Embracing the False Positive: Handling SSH Drops in Ansible

In the world of Infrastructure as Code, we are conditioned to treat every red line of text as a catastrophic failure. If Ansible prints FAILED!, something is broken, right?

Not always. Sometimes, an automation tool fails precisely because it succeeded too well.

The Shutdown Anomaly

I was writing a safe-shutdown.sh script to gracefully power off my bare-metal Kubernetes cluster. After safely draining the workloads via the Kube API, the script triggered an Ansible ad-hoc command to issue a hardware power-off over SSH:

ansible workers -i hosts.yaml -m command -a "shutdown -h now"

Every time I ran it, the workers successfully powered down. But my terminal was filled with terrifying red errors:

fatal: [k8s-worker-01]: UNREACHABLE! => {"changed": false, "msg": "Failed to connect to the host via ssh... Connection refused"}

The Race Condition

Why was Ansible reporting an UNREACHABLE error for a command that I knew worked perfectly?

It comes down to a race condition between the OS and the SSH daemon. When Ansible executes a command, it waits over the open SSH socket for an exit code (e.g., 0 for success).

However, shutdown -h now tells the Linux kernel to immediately halt the system. The machine physically powers off faster than Ansible can receive the success code. As the machine dies, it abruptly severs the SSH socket. Ansible sees an unexpectedly dropped connection and classifies it as a total failure.

The Fix

In automation, context is everything. Because we expect the connection to drop, this error is actually a false positive. We need to tell our scripts to embrace it.

If you are wrapping Ansible commands in Bash, you can simply append || true to suppress the failure and allow the script to continue to the next machine:

ansible workers -i hosts.yaml -m command -a "shutdown -h now" || true

If you are using Ansible Playbooks, you have two cleaner options.
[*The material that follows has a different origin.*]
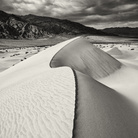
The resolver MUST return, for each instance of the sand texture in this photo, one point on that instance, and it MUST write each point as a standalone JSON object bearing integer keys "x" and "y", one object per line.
{"x": 71, "y": 90}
You can explicitly ignore the error:

- name: Shut down the node
  command: shutdown -h now
  ignore_errors: yes

Or, even better, you can use the dedicated modules that are specifically programmed to expect and handle SSH disconnections gracefully:

- name: Shut down the node natively
  community.general.shutdown:

Key Takeaway

Not all errors are bugs. When writing infrastructure automation that alters the state of the network or the power of the machine itself, remember that "Connection refused" might just mean your command worked perfectly.